Рита собрала вещи в чемодан, как обычно на квартиру, потом наоборот книги и рисунки в чемодан, вещи в мешок, резиновые сапоги, плащ.
Куда тебя понесло?
К Наташке на "Искру". Погощу несколько дней.
Жалко было папу. "Буду присылать ему деньги".
Мокрая трава скрипела под резиновыми подошвами, как будто Рита ее мыла. Она шла, и ей было тепло от ненависти. Дождь и лес качали друг друга, Рита не могла посмотреть вверх - тотчас ей на глаза ложились большие капли.
У Наташки сушили вещи, ночью постель пахла сыростью кладовки, Рита плакала, спрашивала в конторе, не нужна ли кому домработница, через день приехали Отец и мама. Отец не зашел, остался на телеге, а мама поздоровалась с Наташкиной бабкой, которая все время в тапках лежала на кровати, но не спала, а, не моргая, смотрела на девочек, и шепотом, чтобы не заплакать, сказала: "Доченька, поехали домой".
Рита бросилась собираться, быстро и молча, чтобы заплакать только на улице. Мама накрыла Риту телогрейкой и обняла так, как будто боялась, что Рита упадет.
Ты прости меня, доченька.
Рита подумала: "И ты меня прости", но сказать не смогла. Они ехали, плакали, Отец улыбался.
-27
Зимой, когда нельзя было ходить, жили в Шовском, у бабок. У Бабченки было хорошо, она жалела, садилась и играла на баяне, а внуки и кого взяла нянчить, ползали, мокрые, у ее слоновьих ног: "дома, авось, тяпло", зато весело. Лицо у нее было как яблоко - ни морщинки, лоснилось и блестело в темноте.
А у бабки Косых, например, было так себе - на кухню не пускала, кормила раз, вместе с собой, вареной картошкой - картошины были на вид как выточенные из кости. И были холодные щи из кислой капусты - от них пахло больницей. Бабка Косых смотрела, скрипела и говорила матери, что не учат уроки.

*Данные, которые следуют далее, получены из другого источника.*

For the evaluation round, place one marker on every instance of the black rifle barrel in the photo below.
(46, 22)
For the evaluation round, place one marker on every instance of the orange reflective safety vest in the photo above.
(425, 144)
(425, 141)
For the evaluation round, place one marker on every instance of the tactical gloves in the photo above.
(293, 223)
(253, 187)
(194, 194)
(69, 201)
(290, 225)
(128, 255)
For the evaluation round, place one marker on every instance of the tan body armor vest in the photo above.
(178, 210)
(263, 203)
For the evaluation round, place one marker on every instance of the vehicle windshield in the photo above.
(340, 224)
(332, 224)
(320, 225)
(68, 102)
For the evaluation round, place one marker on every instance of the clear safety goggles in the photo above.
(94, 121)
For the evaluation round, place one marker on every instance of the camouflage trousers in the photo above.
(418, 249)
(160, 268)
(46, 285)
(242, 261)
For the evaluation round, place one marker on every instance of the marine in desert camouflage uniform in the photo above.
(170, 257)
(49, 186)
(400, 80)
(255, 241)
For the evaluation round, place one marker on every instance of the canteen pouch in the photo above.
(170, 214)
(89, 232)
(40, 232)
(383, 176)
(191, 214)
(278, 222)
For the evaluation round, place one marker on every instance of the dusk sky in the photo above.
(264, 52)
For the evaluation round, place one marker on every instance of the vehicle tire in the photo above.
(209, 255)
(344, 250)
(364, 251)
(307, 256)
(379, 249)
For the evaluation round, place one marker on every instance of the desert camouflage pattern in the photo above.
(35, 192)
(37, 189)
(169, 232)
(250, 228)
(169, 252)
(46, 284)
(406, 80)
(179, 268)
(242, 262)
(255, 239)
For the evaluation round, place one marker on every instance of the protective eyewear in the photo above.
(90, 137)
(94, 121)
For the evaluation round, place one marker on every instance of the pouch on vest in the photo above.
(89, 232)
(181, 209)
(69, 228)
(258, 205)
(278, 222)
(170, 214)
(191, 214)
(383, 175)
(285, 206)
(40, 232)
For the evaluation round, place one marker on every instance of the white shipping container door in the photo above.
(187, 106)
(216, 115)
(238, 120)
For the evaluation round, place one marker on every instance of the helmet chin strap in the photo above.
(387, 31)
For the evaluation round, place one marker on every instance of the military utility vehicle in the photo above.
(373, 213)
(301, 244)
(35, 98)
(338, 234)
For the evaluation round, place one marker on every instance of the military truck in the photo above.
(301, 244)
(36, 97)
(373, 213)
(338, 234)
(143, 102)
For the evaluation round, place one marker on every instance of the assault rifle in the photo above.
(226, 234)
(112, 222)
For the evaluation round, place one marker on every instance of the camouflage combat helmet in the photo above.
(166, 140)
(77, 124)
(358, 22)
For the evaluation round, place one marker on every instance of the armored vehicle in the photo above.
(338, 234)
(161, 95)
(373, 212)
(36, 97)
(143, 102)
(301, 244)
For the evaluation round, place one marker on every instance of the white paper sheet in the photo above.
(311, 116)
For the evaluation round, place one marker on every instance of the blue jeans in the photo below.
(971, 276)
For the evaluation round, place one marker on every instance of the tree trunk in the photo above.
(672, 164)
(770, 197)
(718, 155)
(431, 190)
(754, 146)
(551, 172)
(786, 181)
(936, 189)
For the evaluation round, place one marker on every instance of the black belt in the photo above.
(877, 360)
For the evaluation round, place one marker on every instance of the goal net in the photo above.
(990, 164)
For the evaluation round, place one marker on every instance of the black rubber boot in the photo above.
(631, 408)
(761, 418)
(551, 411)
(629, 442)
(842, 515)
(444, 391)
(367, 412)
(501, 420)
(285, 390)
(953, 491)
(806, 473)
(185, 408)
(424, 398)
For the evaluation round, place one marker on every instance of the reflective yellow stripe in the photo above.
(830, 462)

Но хуже всего было у учительницы Клавдии Степановны. Иногда она проверяла тетради, но вместо того, чтобы помочь, сразу ставила тройку. Видела, что не делают - и спрашивала в школе. Если и выучили какие стихи, рассказывали их плачущими голосами - то это заставила Клавдия Степановна.
В шкафике у Клавдии Степановны были наливочки. Каждый день она бралась вытирать пыль, иногда и по три раза, и все вытирала в шкафике, переставляла наливки и радостно вскрикивала: "Ой, батюшки, пролила! Ах, пролила, старая!" И так все проливала и спала крепко, даже не замечая, как кошка с худым хвостом ходит по кровати и наступает ей на грудь и лицо.
Заходил сын. Он был столяр, пьяница и носил очки. Пока учительница была где-то, ее Сереженька давал Ваське трепать себя и после долгих уговоров побороться борол одной дрожащей рукой.
Рита смотрела в окно - идет, нет. Когда шел, бросалась за стол, садилась спиной к двери. Сереженька не видел лица девушки - отворачивалась, закрывалась кулаками, подпирая щеки, но, как если бы он видел, Рита делала умное выражение - красиво морщила лоб, хмурилась, вскидывала бровь, шевелила губами - читает, считает, рисует - какая умница.
Сереженька все замечал - красные уши, хриплый голос, следы от мокрых ладоней.
Мать деньги давала или не давала. После шкафика почти всегда давала. То гнала, толкала кулаком в лицо, то обнимала, усаживала. Однажды Сереженька слабым, невнятным голосом пел: "Ох умру я, умру я, похоронят меня, и родные не узнают, где могилка моя. Только ранней весною соловей пропоет. Пропоет и просвищет, и назад улетит... Лет семнадцати мальчишка в сырой земле лежит..."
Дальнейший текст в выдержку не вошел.